In attempting to make a case that the NHL has whitewashed its concussion problem, lawyers for the former players pointed to a study published in 2011 by doctors involved with the NHL’s concussion working group.

“Despite the concussion working group’s goal of being ‘to protect the health and safety of the players with publication of research,’ its study’s conclusion was modified before publication,” lawyers for the former players wrote in a court filing. “NHL attorney Grand edited the publication twelve separate times.”

“What started out as a conclusion that it was ‘necessary’ to remove concussed players from the game in which they suffered the injury, was diluted to ‘prudent precautionary medical decision’ and finally, in the published article, to the softer still: ‘more conservative or precautionary measures should be taken in the immediate postconcussion period…’”

“By deliberately and systematically limiting public access to concussion data, controlling how the data was analyzed and used, and exercising oversight and editorial input into the study drafts, the NHL quietly neutered the value of its study.”

Other emails unsealed Thursday highlight a rift between the NHL and NHLPA over concussions.

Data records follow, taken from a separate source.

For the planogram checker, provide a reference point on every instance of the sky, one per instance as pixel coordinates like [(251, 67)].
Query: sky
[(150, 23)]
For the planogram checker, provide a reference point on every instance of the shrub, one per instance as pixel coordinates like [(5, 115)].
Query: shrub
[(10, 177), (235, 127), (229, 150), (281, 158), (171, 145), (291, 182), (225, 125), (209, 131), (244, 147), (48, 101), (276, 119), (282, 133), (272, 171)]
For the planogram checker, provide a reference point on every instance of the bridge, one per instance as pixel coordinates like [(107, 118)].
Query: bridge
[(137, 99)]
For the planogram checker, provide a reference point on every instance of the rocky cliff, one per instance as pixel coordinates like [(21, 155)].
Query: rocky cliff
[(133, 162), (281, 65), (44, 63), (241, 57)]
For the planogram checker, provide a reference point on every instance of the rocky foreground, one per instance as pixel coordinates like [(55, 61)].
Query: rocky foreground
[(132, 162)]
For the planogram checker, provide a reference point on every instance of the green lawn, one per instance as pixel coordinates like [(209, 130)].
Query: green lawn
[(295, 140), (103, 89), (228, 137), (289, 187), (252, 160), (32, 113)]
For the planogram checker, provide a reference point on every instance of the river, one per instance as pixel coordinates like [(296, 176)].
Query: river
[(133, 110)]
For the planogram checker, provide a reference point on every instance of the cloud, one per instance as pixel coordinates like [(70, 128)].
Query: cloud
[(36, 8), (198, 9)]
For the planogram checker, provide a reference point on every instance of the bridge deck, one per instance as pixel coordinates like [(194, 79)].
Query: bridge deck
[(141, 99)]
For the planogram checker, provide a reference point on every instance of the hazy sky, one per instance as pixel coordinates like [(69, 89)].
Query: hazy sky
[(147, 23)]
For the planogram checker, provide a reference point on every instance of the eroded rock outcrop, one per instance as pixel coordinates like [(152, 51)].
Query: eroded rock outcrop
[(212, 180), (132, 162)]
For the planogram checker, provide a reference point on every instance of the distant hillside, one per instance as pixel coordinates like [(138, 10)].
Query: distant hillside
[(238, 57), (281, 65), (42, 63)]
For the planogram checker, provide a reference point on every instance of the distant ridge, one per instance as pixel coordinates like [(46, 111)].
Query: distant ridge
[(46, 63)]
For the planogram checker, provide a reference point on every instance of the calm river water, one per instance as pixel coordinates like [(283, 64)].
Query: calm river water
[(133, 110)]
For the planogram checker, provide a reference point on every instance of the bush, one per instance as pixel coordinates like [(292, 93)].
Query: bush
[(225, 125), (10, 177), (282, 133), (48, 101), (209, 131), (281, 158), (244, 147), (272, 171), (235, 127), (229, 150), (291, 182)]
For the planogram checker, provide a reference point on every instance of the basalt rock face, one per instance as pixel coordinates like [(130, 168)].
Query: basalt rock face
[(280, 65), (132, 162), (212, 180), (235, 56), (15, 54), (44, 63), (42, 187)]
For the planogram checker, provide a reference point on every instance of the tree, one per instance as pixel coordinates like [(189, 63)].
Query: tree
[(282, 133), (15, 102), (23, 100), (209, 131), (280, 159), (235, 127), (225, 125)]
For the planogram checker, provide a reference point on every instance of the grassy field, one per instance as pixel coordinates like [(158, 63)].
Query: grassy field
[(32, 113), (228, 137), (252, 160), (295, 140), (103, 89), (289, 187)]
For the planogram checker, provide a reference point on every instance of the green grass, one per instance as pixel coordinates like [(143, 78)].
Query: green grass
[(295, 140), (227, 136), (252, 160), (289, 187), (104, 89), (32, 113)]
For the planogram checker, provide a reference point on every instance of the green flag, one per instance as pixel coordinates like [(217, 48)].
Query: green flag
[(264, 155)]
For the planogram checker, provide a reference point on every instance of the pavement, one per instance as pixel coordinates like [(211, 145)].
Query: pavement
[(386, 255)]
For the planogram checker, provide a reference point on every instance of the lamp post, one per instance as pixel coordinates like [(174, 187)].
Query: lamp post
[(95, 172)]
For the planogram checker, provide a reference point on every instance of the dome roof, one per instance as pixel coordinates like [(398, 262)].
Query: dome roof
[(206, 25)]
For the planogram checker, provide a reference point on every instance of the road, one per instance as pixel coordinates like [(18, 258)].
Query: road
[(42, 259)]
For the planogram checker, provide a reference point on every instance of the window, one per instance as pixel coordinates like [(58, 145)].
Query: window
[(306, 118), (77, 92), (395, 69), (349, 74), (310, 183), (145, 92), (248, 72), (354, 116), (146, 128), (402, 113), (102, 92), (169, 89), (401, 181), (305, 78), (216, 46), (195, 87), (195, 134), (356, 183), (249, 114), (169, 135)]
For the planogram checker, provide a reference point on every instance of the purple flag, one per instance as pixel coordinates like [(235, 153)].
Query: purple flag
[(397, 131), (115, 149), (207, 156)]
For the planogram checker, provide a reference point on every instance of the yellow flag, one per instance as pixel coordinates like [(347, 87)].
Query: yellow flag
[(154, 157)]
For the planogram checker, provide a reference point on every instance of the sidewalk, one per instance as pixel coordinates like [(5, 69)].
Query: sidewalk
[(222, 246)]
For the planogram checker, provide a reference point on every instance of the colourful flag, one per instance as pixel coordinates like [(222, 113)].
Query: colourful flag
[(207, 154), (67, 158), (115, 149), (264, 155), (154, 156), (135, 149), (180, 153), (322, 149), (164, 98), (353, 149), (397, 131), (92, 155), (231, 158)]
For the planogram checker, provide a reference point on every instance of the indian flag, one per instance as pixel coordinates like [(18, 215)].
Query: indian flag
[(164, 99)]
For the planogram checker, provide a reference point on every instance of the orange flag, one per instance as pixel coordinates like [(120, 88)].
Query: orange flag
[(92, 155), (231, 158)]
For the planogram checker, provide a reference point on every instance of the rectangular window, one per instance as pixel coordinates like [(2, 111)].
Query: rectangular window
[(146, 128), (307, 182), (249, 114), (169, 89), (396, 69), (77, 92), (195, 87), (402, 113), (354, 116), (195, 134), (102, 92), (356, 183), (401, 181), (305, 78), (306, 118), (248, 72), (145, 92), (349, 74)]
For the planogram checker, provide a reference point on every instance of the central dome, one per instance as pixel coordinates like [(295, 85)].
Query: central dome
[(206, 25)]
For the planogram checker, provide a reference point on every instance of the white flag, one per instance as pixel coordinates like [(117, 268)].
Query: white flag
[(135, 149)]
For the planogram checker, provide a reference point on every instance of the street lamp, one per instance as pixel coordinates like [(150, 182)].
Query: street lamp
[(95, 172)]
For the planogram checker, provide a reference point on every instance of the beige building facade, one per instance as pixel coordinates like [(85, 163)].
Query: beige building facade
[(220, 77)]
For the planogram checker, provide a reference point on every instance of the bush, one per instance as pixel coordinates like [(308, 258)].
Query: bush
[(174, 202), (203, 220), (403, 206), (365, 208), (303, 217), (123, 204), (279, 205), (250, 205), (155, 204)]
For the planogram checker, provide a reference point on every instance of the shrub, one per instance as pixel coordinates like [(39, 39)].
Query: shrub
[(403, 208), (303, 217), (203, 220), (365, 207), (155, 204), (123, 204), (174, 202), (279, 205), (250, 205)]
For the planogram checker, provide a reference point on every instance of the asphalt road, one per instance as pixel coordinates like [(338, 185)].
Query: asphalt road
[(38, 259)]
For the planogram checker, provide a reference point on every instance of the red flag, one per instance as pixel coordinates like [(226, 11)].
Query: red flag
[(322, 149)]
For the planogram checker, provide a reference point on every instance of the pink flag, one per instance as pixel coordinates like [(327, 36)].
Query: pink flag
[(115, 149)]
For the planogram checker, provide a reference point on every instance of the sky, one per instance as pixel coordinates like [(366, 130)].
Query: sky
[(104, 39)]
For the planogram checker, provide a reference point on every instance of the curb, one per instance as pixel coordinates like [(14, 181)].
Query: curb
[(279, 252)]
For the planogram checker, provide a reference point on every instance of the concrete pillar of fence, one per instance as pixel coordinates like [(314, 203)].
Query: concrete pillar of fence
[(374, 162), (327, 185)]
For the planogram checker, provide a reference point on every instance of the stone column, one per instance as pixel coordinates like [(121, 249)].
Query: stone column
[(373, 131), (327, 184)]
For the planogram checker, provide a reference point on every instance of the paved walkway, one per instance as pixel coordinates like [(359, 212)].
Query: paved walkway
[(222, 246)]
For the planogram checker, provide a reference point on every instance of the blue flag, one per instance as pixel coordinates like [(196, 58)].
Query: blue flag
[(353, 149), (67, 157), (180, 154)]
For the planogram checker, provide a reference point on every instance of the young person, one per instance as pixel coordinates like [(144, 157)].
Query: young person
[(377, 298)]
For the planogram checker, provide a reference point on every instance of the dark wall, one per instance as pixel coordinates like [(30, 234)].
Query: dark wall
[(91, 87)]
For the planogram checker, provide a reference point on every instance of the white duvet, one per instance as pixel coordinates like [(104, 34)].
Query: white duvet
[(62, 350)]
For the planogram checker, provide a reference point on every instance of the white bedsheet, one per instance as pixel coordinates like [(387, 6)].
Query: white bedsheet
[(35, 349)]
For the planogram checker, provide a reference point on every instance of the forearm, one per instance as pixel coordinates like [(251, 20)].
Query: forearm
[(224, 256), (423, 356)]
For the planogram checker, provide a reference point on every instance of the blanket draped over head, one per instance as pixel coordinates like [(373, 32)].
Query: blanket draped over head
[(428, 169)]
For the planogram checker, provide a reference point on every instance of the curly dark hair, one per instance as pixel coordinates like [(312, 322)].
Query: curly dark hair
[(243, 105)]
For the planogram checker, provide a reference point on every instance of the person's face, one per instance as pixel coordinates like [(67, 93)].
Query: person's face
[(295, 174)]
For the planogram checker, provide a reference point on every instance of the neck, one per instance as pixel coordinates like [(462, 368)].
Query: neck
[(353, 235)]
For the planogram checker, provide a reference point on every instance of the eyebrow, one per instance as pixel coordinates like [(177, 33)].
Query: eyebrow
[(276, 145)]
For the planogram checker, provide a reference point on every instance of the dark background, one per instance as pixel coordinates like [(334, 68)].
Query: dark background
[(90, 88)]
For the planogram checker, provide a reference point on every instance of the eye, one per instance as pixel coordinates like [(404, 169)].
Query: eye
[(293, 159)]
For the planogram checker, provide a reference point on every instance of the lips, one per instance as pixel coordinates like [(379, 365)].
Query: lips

On Jan. 27, 2009, NHLPA spokesman Andrew Wolfe emailed colleagues a copy of a New York Times story reporting a sixth deceased former NFL player under the age of 50 had been posthumously diagnosed with the brain-withering disease chronic traumatic encephalopathy, or CTE.

 “At our health management panel meeting last Sunday, we raised this subject and spoke about our desire to pursue a study of the long-term health effects for concussed hockey players,” wrote Ian Penny, then the NHLPA’s general counsel, in a Jan. 28, 2009, email. “Daly was crudely dismissive of the idea but the head of the concussion working group indicated that plans for a study were underway and that we had a good body of data that would serve as a strong basis for such studies.”

Four years later, in 2013, the NHL established a task force to study long-term effects of concussions. That task force, according to the motion filed on Thursday, “has yet to develop a study, much less perform one.”